Bild Israel-Newsletter
© colourbox.de

Liebe Kolleginnen und Kollegen,

wir verurteilen den Terrorangriff auf Israel durch die Hamas aufs Schärfste.

Die aktuelle kriegerische Gewalteskalation beschäftigt uns und macht alle, selbstverständlich auch unsere Schülerinnen und Schüler, betroffen und unsicher. Der sogenannte Nahost-Konflikt als schon immer herausforderndes Thema und die gegenwärtigen Ereignisse sind sicher Teil der Gespräche in der Schulgemeinschaft. Einmal mehr gilt es jetzt, im Gespräch mit Schülerinnen und Schülern zu sein. Denn dieser Konflikt bringt es mit sich, dass unterschiedliche Formen der Betroffenheit und der emotionalen Involviertheit zum Tragen kommen. Schüler und Schülerinnen multiperspektivisch zu verstehen heißt jedoch nicht, Denkweisen oder sogar Taten zu rechtfertigen. Es gilt jetzt, sowohl Raum für Gespräche anzubieten, um den Jugendlichen beim Verstehen zu helfen, als auch bei Grenzüberschreitungen einzuschreiten. Antisemitische Vorfälle müssen unbedingt ernst genommen und konsequent bearbeitet werden. Bitte beachten Sie in diesem Zusammenhang unsere aktuellen Veranstaltungen, die Sie im Menü unten an zweiter Stelle finden.
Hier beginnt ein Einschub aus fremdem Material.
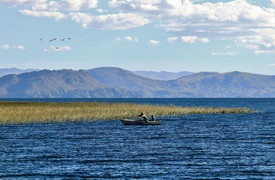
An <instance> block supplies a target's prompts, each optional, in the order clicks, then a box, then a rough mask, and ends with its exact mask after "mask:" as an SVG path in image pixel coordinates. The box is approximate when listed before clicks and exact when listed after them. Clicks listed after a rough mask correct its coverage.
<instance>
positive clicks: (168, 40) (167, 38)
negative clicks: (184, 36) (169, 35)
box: [166, 37, 178, 42]
mask: <svg viewBox="0 0 275 180" xmlns="http://www.w3.org/2000/svg"><path fill="white" fill-rule="evenodd" d="M166 40H167V41H168V42H175V41H177V40H178V38H177V37H169V38H167V39H166Z"/></svg>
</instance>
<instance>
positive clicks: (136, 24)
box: [71, 13, 149, 30]
mask: <svg viewBox="0 0 275 180" xmlns="http://www.w3.org/2000/svg"><path fill="white" fill-rule="evenodd" d="M71 17H72V19H73V20H74V21H76V22H78V23H81V24H82V26H83V27H84V28H97V29H101V30H124V29H130V28H135V27H139V26H143V25H145V24H148V23H149V20H148V19H146V18H144V17H142V16H138V15H136V14H130V13H128V14H124V13H120V14H107V15H100V16H91V15H89V14H85V13H71Z"/></svg>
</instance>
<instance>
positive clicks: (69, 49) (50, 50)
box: [44, 46, 72, 52]
mask: <svg viewBox="0 0 275 180" xmlns="http://www.w3.org/2000/svg"><path fill="white" fill-rule="evenodd" d="M71 49H72V48H71V47H69V46H50V47H49V48H48V49H44V51H45V52H49V51H70V50H71Z"/></svg>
Wir möchten Ihnen im Folgenden einige Anregungen und Reflexionen zu den Gesprächen mit Ihren Lerngruppen anbieten. Wir haben sie gegliedert in folgende Aspekte:

  • Pädagogische Herausforderungen und Tipps
  • Veranstaltungen
  • Den Krieg besprechen
  • Zum „Nahostkonflikt“
  • Antisemitismus
  • Antimuslimischer Rassismus / Muslimfeindlichkeit
  • Geschichte: Hintergründe
  • Vermittlung von Gesprächen
  • Aus der Praxis
  • Unterstützung bei Sorge um Radikalisierung

Bitte geben Sie diese Informationen in Ihrem Kollegium weiter, machen Sie die Situation präventiv zum Thema in der Schule, wir alle sind dazu gefragt.
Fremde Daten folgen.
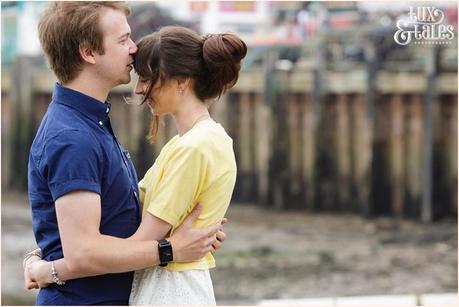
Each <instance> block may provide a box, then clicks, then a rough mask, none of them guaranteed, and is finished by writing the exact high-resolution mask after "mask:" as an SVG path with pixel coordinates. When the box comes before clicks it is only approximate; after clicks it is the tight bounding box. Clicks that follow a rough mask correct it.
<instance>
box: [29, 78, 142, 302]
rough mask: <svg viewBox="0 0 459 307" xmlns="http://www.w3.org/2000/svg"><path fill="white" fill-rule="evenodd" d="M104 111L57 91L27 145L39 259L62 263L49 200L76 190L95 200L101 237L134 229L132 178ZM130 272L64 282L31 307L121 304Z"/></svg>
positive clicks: (71, 95) (60, 247) (56, 198)
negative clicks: (34, 134)
mask: <svg viewBox="0 0 459 307" xmlns="http://www.w3.org/2000/svg"><path fill="white" fill-rule="evenodd" d="M109 112H110V104H109V103H107V102H105V103H102V102H101V101H99V100H96V99H94V98H92V97H89V96H87V95H84V94H82V93H80V92H77V91H74V90H71V89H69V88H65V87H63V86H61V85H59V84H56V85H55V87H54V92H53V97H52V101H51V103H50V105H49V107H48V110H47V112H46V114H45V116H44V118H43V120H42V122H41V124H40V127H39V129H38V132H37V135H36V136H35V139H34V141H33V143H32V147H31V150H30V155H29V166H28V190H29V200H30V204H31V206H32V226H33V231H34V235H35V239H36V241H37V244H38V246H39V247H40V248H41V250H42V253H43V259H45V260H48V261H49V260H55V259H59V258H62V257H63V252H62V244H61V240H60V236H59V230H58V226H57V218H56V209H55V201H56V199H58V198H59V197H61V196H63V195H65V194H67V193H69V192H72V191H76V190H85V191H91V192H94V193H97V194H99V195H100V198H101V214H102V216H101V223H100V232H101V233H102V234H106V235H110V236H115V237H119V238H127V237H129V236H131V235H132V234H133V233H134V232H135V231H136V230H137V228H138V226H139V225H140V210H139V200H138V186H137V174H136V172H135V170H134V167H133V165H132V162H131V160H130V156H129V153H128V152H127V151H126V150H125V149H123V147H122V146H121V145H120V144H119V143H118V141H117V139H116V137H115V135H114V133H113V130H112V127H111V124H110V118H109V116H108V115H109ZM132 278H133V273H132V272H129V273H121V274H107V275H102V276H96V277H87V278H80V279H75V280H69V281H67V283H66V284H65V285H64V286H57V285H56V284H53V285H50V286H49V287H48V288H45V289H41V290H40V292H39V294H38V297H37V301H36V304H37V305H127V304H128V299H129V294H130V291H131V284H132Z"/></svg>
Für das Team Demokratie und Politik
Christoph Berens, Christina Bues, Johanna Jöhnck, Ramses Oueslati, Mara Sommerhoff


Informationen

Pädagogische Herausforderungen und Tipps für aktuelle Stunden

Konflikte und kriegerische Auseinandersetzungen werden von einer Sprache begleitet, die häufig dualistisch ist sowie religiöse und politische Identitäten vermischt. Gespräche über diese Konflikte sind entsprechend immer gefährdet, zu pauschalisieren und die für jede Deeskalation und spätere Lösung wichtigen Differenzierungen nicht wahrzunehmen. Schülerinnen und Schüler, die sich mit der Situation in Israel und den palästinensischen Autonomiegebieten beschäftigen, tun das zumeist in einem Diskurs, der solche Dualismen seit vielen Jahrzehnten pflegt und dessen Extrempunkte Antisemitismus und antimuslimischer Rassismus heißen.
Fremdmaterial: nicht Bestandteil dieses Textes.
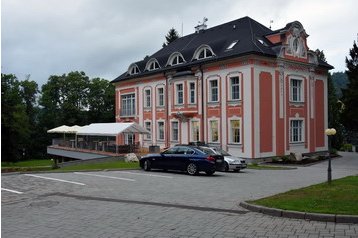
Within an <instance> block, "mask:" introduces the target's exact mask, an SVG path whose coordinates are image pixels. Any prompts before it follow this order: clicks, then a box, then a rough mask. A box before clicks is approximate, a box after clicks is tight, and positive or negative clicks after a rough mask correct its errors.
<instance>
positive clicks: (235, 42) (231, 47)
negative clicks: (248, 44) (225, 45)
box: [226, 40, 239, 50]
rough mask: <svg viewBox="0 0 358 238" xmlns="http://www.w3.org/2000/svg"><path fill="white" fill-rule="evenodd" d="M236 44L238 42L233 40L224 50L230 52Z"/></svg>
mask: <svg viewBox="0 0 358 238" xmlns="http://www.w3.org/2000/svg"><path fill="white" fill-rule="evenodd" d="M237 42H239V41H238V40H235V41H233V42H231V44H230V45H229V46H228V47H227V48H226V49H227V50H231V49H232V48H234V46H235V45H236V44H237Z"/></svg>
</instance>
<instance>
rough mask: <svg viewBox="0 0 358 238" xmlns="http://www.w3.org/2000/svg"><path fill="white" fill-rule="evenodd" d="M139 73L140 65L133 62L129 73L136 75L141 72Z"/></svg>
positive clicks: (132, 74)
mask: <svg viewBox="0 0 358 238" xmlns="http://www.w3.org/2000/svg"><path fill="white" fill-rule="evenodd" d="M139 73H140V71H139V68H138V65H136V64H131V66H129V69H128V74H129V75H134V74H139Z"/></svg>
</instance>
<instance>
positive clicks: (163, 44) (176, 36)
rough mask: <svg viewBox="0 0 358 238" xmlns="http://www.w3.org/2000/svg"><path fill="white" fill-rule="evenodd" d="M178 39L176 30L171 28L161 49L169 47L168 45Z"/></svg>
mask: <svg viewBox="0 0 358 238" xmlns="http://www.w3.org/2000/svg"><path fill="white" fill-rule="evenodd" d="M179 37H180V36H179V33H178V32H177V30H175V29H174V27H172V28H171V29H170V30H169V32H168V34H167V35H166V36H165V39H166V42H164V43H163V47H164V46H167V45H169V44H170V43H172V42H173V41H175V40H176V39H178V38H179Z"/></svg>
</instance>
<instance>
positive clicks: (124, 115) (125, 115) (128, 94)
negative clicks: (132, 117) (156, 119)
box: [118, 92, 137, 117]
mask: <svg viewBox="0 0 358 238" xmlns="http://www.w3.org/2000/svg"><path fill="white" fill-rule="evenodd" d="M131 94H134V114H132V115H122V96H127V95H131ZM118 96H119V102H120V103H119V111H120V115H119V116H120V117H134V116H135V115H136V114H137V93H136V92H129V93H120V94H118Z"/></svg>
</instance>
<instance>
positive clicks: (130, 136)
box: [124, 133, 135, 145]
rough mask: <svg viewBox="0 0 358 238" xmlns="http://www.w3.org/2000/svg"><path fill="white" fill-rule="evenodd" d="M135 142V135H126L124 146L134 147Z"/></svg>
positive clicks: (132, 133) (124, 135) (133, 134)
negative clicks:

Für uns als Pädagoginnen und Pädagogen gilt jedoch: Wir müssen nach außen radikal wirkende existenzielle Suchbewegungen junger Menschen nach „letzten Wahrheiten“ und einem „Welterklärungsmechanismus“ (Hermann Giesecke) zulassen und produktiv weiterentwickeln können. Das heißt in der aktuellen Situation konkret: Hören Sie zu. Zeigen Sie eine erkennbare Haltung, die sich an den Menschenrechten orientiert, und seien Sie darin (auch sprachlich) ein Vorbild.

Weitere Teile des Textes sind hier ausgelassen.